How to access EODATA using boto3 on ESA HPC

In this article you will learn how to access EODATA repository using Python library called boto3, running on Linux virtual machine within ESA HPC cloud.

What Are We Going To Cover

  • Installing boto3

  • How to execute scripts found in this article

  • Browsing EODATA

  • Downloading a single file from EODATA repository

Prerequisites

No. 1 Account

You need a ESA HPC hosting account with access to the Horizon interface: https://horizon.eohpc.net/auth/login/?next=/.

No. 2 A virtual machine

You need a virtual machine running on ESA HPC cloud. This article is written for Ubuntu 20.04 and 24.04 versions.
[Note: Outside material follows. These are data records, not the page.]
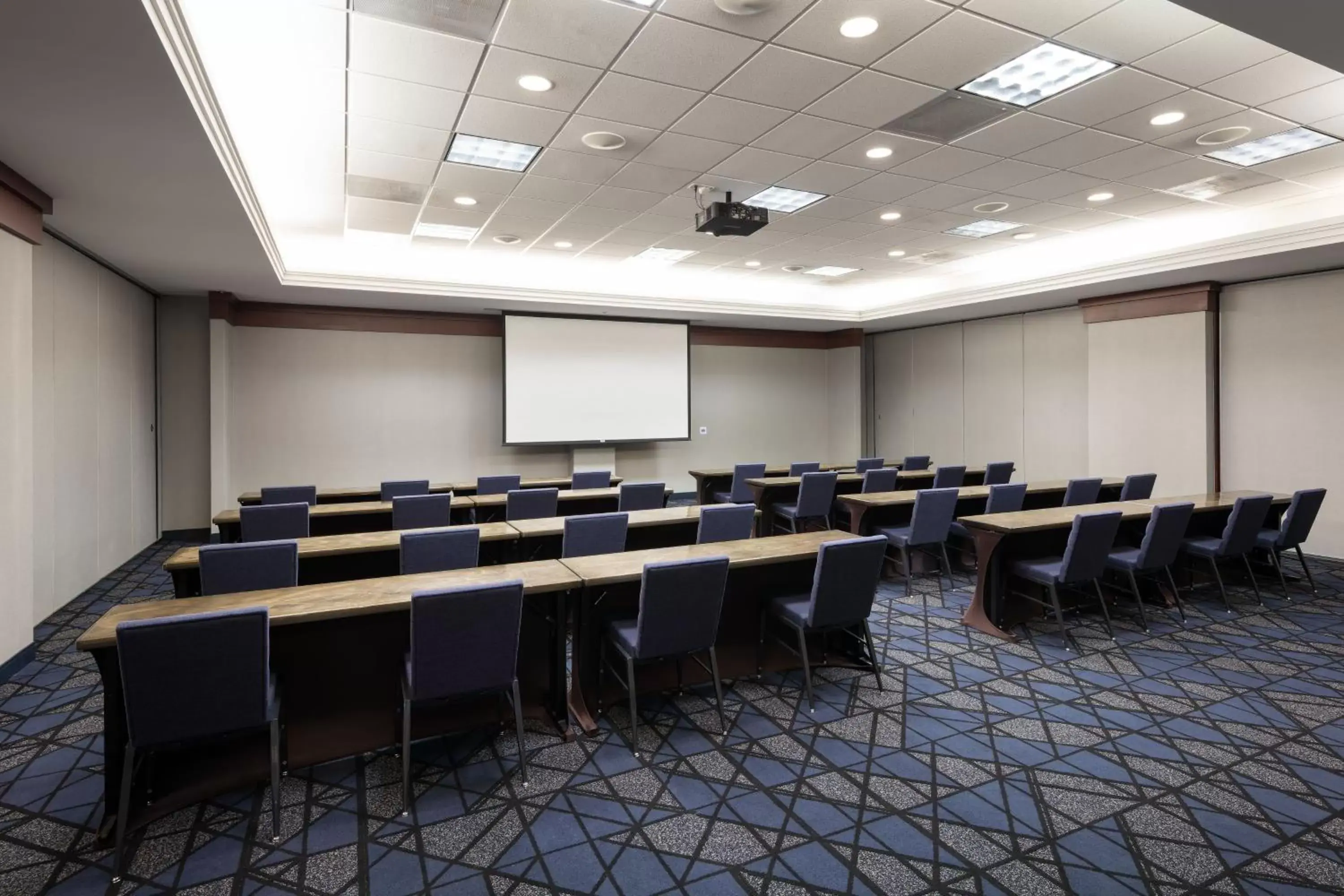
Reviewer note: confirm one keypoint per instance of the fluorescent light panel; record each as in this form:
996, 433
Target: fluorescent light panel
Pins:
491, 154
1281, 146
784, 199
1038, 74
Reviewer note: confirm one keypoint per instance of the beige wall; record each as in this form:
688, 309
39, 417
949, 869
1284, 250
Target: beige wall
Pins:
1283, 394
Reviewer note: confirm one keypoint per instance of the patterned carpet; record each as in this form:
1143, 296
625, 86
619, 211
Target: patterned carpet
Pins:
1201, 761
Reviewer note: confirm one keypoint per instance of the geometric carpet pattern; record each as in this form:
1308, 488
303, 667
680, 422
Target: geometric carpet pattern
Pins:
1207, 759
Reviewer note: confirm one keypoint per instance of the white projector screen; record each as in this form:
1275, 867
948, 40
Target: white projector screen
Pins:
573, 381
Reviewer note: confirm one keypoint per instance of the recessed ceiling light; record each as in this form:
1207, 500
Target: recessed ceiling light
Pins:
859, 27
491, 154
1275, 147
537, 84
979, 229
784, 199
1037, 74
445, 232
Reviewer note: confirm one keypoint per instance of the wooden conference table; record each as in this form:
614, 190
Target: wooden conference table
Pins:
1002, 538
374, 492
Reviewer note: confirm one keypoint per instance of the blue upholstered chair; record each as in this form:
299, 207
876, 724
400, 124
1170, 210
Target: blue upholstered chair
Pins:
816, 495
1238, 540
726, 523
194, 679
1137, 487
250, 566
1082, 492
531, 504
594, 534
464, 641
441, 550
843, 590
289, 495
1156, 552
1089, 546
592, 480
930, 521
1293, 530
679, 617
422, 511
741, 492
643, 496
402, 488
273, 521
498, 484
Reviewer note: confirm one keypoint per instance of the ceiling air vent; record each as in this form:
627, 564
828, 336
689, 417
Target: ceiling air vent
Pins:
472, 19
951, 116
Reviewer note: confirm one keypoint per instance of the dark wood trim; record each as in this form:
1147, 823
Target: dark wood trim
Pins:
1176, 300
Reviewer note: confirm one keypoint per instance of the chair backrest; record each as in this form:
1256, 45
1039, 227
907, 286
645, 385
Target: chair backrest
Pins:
1090, 540
933, 515
252, 566
999, 472
816, 493
1300, 517
1163, 536
498, 484
594, 534
441, 550
1082, 492
643, 496
592, 480
726, 523
273, 521
401, 488
531, 504
741, 473
422, 511
846, 581
289, 495
194, 676
464, 640
1137, 487
881, 480
1244, 524
679, 606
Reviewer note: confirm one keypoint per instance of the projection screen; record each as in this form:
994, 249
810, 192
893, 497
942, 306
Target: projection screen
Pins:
584, 381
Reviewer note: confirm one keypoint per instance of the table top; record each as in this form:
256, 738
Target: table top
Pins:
336, 599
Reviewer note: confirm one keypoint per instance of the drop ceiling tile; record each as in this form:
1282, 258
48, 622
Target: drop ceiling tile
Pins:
1209, 56
729, 120
503, 68
945, 163
581, 31
639, 103
681, 53
412, 104
1041, 17
486, 117
873, 100
818, 30
810, 136
1108, 97
957, 50
682, 151
785, 78
1272, 80
1135, 29
393, 50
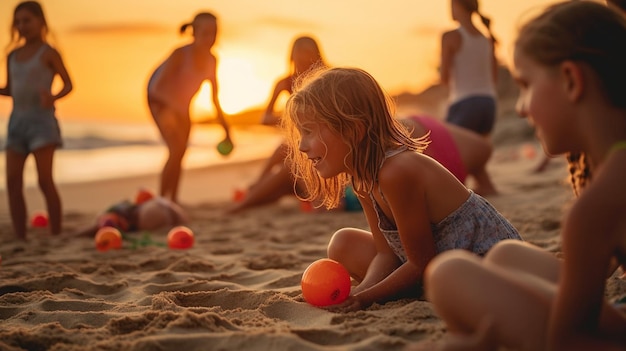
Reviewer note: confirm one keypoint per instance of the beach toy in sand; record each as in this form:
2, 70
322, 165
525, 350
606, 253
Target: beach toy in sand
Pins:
528, 151
108, 238
225, 147
239, 195
180, 237
306, 206
112, 219
143, 195
39, 220
325, 282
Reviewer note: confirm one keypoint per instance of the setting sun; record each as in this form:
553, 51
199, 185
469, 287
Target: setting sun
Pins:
240, 89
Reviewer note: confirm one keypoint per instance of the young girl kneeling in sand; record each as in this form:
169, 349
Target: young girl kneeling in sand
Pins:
521, 296
341, 131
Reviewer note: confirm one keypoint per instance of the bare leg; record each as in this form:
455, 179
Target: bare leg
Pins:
466, 291
525, 257
175, 132
44, 158
15, 190
354, 249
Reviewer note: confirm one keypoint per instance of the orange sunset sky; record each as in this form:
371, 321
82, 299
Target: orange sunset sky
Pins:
111, 47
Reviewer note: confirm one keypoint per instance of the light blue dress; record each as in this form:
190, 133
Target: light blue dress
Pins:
31, 126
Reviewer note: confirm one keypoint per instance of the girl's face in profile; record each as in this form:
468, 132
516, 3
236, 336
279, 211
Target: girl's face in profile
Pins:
28, 25
325, 149
543, 101
205, 32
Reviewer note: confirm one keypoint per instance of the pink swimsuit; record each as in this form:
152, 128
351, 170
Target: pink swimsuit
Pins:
442, 147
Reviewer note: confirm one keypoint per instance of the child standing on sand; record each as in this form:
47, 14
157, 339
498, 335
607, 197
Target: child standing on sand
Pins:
171, 88
520, 296
469, 69
33, 127
341, 131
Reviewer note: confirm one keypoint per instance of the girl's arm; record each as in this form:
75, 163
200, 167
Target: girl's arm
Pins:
494, 64
269, 118
406, 199
58, 67
450, 42
212, 71
6, 91
580, 316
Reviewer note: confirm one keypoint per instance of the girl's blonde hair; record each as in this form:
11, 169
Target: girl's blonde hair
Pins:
586, 32
200, 16
353, 106
308, 44
472, 7
34, 8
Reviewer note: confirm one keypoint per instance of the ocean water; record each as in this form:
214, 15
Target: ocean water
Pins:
108, 150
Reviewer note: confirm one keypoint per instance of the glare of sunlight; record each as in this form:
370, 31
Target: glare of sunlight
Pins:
240, 86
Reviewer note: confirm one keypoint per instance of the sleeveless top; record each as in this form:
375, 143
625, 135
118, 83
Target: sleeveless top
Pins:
472, 73
475, 226
28, 78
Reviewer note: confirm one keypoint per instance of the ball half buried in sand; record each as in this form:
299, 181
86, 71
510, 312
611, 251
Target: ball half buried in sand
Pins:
325, 282
225, 147
180, 237
39, 220
108, 238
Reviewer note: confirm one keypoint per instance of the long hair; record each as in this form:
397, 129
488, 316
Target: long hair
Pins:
198, 17
582, 31
472, 7
34, 8
309, 45
353, 106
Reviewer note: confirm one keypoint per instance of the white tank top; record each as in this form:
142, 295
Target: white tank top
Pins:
472, 73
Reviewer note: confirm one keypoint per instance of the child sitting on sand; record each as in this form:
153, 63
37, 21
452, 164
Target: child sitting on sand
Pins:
520, 296
149, 213
340, 131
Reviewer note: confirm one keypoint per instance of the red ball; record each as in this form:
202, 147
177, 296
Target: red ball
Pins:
39, 220
143, 195
325, 282
108, 238
180, 237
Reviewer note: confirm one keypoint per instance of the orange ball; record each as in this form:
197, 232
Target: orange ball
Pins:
143, 195
39, 220
325, 282
225, 147
108, 238
180, 237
Other operating systems might also work, but they are outside of scope of this article and might require adjusting of commands provided here.

The EODATA network in ESA HPC is being added automatically.

Linux VM

You can create a Linux virtual machine by following one of these articles:

Make sure you have an editor installed to create Python files with it. For example, install nano text editor with a command such as

sudo apt install nano

No. 3 Python

You need Python installed on your virtual machine. Execute this command to test whether Python is already installed or not:

python3 --version

If the reply contains version number then yes, Python is installed and ready to be used:

Python 3.12.3

To install Python on Linux, see How to install Python virtualenv or virtualenvwrapper on ESA HPC

No. 4 Obtained access and secret key

To access EODATA, you need to obtain your access and secret key. You can do it by following this article: How to get credentials used for accessing EODATA on a cloud VM on ESA HPC

No. 5 Basic knowledge about Python

boto3 is a Python library so you have to know your way around Python.

Installing boto3

Follow the appropriate procedures on installing boto3:

Installing boto3 on Linux

If you are using Python environment like virtualenv, enter the environment in which you wish to install boto3. In it, execute the following command:

pip3 install boto3

You can also install the package globally:

sudo apt install python3-boto3

How to execute scripts found in this article

The method of executing the scripts varies depending on the operating system of your choice.

How to execute scripts using Linux command line

Open a text editor of your choice like nano or vim. Paste the script. Perform appropriate modifications to the code as instructed (like assigning values to variables). Save the file.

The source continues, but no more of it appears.